Diet and Cancer
Many studies have tried to determine whether specific foods increase or decrease a person's risk of getting cancer. Unfortunately, different studies have had conflicting results, so it is hard to know what effect foods or dietary supplements have on cancer risk. A common problem is that when studies find that people who eat more of a certain food seem to have lower rates of a certain cancer, it can be difficult to tell whether those people also were different in terms of other risk factors (such as where they live, how much they smoke and drink, and so forth). Often, when doctors do a controlled trial (see also The Science of Medicine) and randomly give some people a seemingly helpful food or supplement, the studies do not show a beneficial effect. Some foods and supplements have been studied more than others, and many studies are ongoing.
Alcohol increases the risk of cancers of the mouth, throat, esophagus, liver, breast, and the colon and rectum. People who smoke as well as drink have a much higher risk of these cancers. Although some studies have shown that moderate intake of alcohol, especially wine, decreases the risk of heart disease, this potential benefit must be weighed against the potential risks of alcohol.
Antioxidants, such as vitamins C and E and beta-carotene ( vitamin A), are part of a well-balanced diet. However, studies have not shown that taking supplements containing these antioxidants decreases the risk of cancer. There is some evidence that taking high doses of beta-carotene or vitamin E supplements may actually increase the risk of certain types of cancer.

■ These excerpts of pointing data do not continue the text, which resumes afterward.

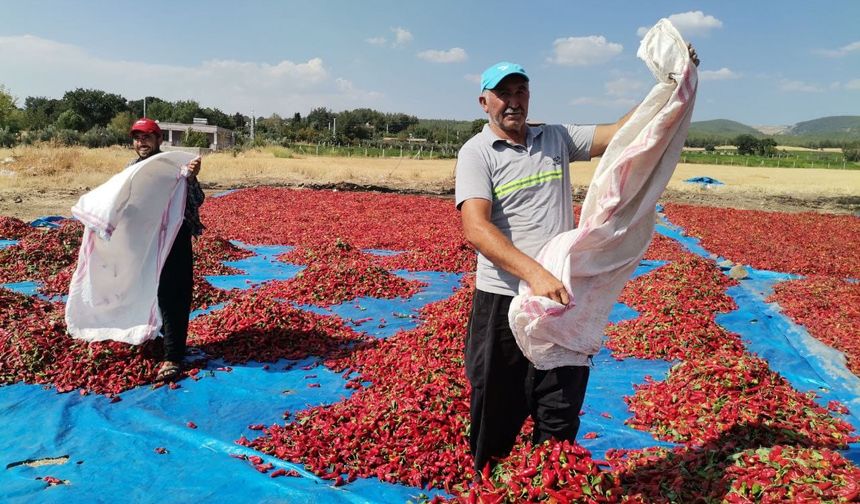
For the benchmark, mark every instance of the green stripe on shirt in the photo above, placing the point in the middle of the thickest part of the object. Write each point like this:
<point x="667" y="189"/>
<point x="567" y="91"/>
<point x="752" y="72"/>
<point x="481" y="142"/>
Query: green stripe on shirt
<point x="531" y="180"/>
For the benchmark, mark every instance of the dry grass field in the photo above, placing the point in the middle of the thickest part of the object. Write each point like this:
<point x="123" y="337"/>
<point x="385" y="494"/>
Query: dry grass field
<point x="37" y="181"/>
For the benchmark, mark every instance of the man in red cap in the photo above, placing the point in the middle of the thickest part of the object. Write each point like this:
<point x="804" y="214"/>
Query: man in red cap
<point x="177" y="276"/>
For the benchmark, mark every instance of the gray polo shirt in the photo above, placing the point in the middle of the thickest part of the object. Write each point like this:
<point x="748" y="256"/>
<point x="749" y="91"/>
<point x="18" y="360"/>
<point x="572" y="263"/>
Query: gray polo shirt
<point x="529" y="186"/>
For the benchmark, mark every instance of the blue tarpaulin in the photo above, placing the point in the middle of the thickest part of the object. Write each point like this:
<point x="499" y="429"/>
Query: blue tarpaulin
<point x="705" y="181"/>
<point x="111" y="446"/>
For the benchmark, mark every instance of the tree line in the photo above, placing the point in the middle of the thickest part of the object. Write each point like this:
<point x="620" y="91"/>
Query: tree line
<point x="96" y="118"/>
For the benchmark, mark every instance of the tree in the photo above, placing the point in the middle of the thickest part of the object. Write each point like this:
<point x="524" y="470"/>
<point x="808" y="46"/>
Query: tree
<point x="122" y="122"/>
<point x="320" y="118"/>
<point x="41" y="112"/>
<point x="195" y="139"/>
<point x="95" y="107"/>
<point x="70" y="120"/>
<point x="8" y="110"/>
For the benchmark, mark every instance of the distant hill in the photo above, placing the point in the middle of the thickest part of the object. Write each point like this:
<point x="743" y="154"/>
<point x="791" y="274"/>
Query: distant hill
<point x="835" y="125"/>
<point x="833" y="129"/>
<point x="722" y="128"/>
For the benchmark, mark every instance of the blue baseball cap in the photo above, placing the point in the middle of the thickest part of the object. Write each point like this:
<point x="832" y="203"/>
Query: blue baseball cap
<point x="493" y="75"/>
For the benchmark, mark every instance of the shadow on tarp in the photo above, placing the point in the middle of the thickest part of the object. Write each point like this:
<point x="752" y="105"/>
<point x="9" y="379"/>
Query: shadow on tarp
<point x="806" y="363"/>
<point x="49" y="221"/>
<point x="604" y="409"/>
<point x="111" y="446"/>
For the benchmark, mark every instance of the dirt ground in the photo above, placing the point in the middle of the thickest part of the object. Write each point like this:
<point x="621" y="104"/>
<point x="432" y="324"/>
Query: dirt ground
<point x="28" y="189"/>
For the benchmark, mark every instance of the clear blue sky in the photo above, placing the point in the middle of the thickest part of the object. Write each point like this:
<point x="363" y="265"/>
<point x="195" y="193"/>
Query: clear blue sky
<point x="764" y="62"/>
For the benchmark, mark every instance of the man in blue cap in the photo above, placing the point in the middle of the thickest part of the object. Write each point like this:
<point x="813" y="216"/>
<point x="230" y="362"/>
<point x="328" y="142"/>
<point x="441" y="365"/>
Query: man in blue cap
<point x="514" y="194"/>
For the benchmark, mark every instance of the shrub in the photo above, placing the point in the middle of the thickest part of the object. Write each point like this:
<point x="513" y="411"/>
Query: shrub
<point x="7" y="137"/>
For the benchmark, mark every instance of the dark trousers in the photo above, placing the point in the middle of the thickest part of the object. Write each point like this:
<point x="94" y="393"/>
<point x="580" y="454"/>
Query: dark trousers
<point x="507" y="389"/>
<point x="174" y="295"/>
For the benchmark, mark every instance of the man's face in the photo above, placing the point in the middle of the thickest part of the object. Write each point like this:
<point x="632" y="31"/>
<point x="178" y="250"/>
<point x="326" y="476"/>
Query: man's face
<point x="507" y="105"/>
<point x="145" y="144"/>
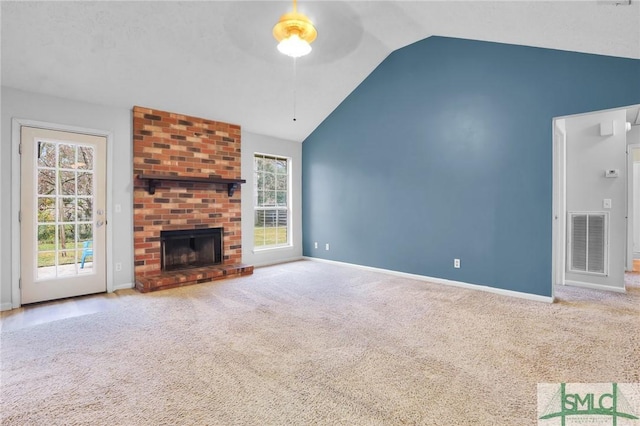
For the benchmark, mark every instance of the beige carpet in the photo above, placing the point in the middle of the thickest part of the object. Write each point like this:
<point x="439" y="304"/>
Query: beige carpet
<point x="314" y="343"/>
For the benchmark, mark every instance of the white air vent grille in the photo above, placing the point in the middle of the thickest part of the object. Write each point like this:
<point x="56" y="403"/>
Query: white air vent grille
<point x="588" y="242"/>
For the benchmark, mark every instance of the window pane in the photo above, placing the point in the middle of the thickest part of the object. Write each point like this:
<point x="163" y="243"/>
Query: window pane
<point x="281" y="182"/>
<point x="46" y="182"/>
<point x="269" y="181"/>
<point x="85" y="183"/>
<point x="67" y="183"/>
<point x="46" y="209"/>
<point x="68" y="210"/>
<point x="46" y="154"/>
<point x="271" y="225"/>
<point x="67" y="156"/>
<point x="85" y="158"/>
<point x="269" y="198"/>
<point x="85" y="209"/>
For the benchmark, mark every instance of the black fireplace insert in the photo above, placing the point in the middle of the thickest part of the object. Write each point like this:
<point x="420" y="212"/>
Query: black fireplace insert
<point x="192" y="248"/>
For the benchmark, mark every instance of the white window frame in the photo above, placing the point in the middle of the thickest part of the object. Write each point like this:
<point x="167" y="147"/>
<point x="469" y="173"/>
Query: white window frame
<point x="286" y="208"/>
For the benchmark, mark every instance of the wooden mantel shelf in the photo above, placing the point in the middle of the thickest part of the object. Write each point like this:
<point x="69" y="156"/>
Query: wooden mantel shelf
<point x="152" y="181"/>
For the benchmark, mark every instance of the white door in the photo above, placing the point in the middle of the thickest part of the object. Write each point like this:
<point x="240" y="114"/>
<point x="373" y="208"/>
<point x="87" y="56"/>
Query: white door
<point x="62" y="209"/>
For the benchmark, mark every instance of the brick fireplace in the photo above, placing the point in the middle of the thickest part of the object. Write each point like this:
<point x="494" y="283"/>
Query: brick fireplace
<point x="187" y="176"/>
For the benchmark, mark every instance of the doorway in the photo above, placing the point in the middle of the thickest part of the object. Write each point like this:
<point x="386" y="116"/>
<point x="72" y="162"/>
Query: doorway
<point x="62" y="214"/>
<point x="590" y="179"/>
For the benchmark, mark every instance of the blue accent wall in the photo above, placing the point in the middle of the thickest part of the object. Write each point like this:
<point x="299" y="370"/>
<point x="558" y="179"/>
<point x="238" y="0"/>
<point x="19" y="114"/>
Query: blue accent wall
<point x="445" y="151"/>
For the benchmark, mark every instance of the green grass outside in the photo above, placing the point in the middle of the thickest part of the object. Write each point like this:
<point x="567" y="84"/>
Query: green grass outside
<point x="48" y="258"/>
<point x="267" y="236"/>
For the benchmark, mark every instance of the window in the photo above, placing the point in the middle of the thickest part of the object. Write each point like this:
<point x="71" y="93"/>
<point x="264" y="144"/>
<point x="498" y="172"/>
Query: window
<point x="271" y="201"/>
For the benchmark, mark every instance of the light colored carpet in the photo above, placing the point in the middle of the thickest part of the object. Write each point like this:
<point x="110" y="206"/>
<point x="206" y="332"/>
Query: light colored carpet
<point x="315" y="343"/>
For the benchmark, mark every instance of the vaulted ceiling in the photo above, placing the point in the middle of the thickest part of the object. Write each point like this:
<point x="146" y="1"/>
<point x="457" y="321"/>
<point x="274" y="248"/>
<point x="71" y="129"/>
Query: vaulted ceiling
<point x="218" y="59"/>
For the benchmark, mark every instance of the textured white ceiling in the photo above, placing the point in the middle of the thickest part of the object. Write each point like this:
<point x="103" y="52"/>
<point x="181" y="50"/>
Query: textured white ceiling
<point x="218" y="59"/>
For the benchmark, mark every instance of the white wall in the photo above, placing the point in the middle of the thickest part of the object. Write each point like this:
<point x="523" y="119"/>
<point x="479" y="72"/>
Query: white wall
<point x="588" y="156"/>
<point x="633" y="138"/>
<point x="253" y="143"/>
<point x="38" y="107"/>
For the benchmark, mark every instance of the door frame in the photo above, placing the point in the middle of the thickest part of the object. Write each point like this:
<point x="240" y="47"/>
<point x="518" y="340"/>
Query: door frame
<point x="559" y="203"/>
<point x="16" y="125"/>
<point x="630" y="199"/>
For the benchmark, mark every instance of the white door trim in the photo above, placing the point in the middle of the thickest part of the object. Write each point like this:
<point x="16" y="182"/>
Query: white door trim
<point x="16" y="124"/>
<point x="630" y="212"/>
<point x="558" y="250"/>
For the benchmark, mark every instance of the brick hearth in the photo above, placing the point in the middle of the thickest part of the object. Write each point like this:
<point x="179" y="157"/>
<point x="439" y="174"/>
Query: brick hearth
<point x="170" y="144"/>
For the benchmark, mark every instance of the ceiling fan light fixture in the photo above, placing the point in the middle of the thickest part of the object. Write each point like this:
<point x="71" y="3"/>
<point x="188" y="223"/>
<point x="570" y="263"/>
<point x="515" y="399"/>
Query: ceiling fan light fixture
<point x="294" y="46"/>
<point x="295" y="33"/>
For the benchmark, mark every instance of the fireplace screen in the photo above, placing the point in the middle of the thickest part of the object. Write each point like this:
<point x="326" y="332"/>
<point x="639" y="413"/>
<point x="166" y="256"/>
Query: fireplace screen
<point x="193" y="248"/>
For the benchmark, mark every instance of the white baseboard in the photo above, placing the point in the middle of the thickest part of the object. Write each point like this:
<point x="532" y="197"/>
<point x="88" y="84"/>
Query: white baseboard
<point x="511" y="293"/>
<point x="595" y="286"/>
<point x="276" y="262"/>
<point x="124" y="286"/>
<point x="6" y="306"/>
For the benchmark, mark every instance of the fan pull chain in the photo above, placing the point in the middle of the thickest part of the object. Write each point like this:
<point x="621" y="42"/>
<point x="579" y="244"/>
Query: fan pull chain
<point x="294" y="88"/>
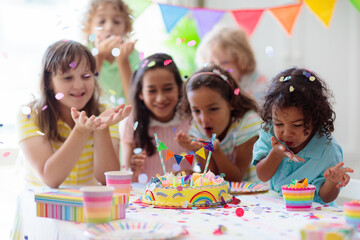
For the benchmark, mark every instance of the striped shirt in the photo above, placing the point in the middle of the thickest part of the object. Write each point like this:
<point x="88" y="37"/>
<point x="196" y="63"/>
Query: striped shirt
<point x="82" y="173"/>
<point x="239" y="132"/>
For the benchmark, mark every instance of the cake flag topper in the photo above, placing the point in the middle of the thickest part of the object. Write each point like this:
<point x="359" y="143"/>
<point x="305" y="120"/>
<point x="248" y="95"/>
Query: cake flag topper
<point x="209" y="155"/>
<point x="160" y="154"/>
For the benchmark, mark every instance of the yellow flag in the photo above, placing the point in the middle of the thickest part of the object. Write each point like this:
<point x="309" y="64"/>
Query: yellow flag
<point x="201" y="153"/>
<point x="323" y="9"/>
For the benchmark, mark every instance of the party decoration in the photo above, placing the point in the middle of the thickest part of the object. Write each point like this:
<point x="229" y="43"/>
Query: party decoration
<point x="323" y="9"/>
<point x="171" y="15"/>
<point x="287" y="16"/>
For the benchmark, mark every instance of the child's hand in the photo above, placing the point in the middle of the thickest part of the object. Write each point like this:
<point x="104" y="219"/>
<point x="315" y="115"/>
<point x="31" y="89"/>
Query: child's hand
<point x="83" y="123"/>
<point x="114" y="115"/>
<point x="137" y="162"/>
<point x="337" y="174"/>
<point x="183" y="140"/>
<point x="281" y="149"/>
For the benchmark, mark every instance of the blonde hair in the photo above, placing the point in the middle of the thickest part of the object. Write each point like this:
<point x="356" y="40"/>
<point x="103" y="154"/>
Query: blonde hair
<point x="95" y="4"/>
<point x="233" y="41"/>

In some older studies, folate (folic acid) was found to help protect against colon cancer and breast cancer. However, more recent studies have found that folic acid supplements may actually increase the risk of prostate cancer, colorectal cancer, and possibly breast cancer. Most people get sufficient folate in their diets and do not need to take supplements.
People who eat large amounts of processed meats may be at risk for stomach and colon and rectal cancers. Some investigators attribute this finding to nitrates, which are in luncheon meats, hams, and hot dogs. This connection is unproved. Eating meats processed by salting or smoking may increase exposure to potential cancer-causing substances.
Some studies have found higher rates of some types of cancers in countries where fat intake is higher. However, no studies have found that decreasing fat intake decreases the risk of cancer. Of more importance, however, is that foods that contain high levels of saturated fats also contain many calories and may contribute to obesity, which is a risk factor for cancer and other health problems.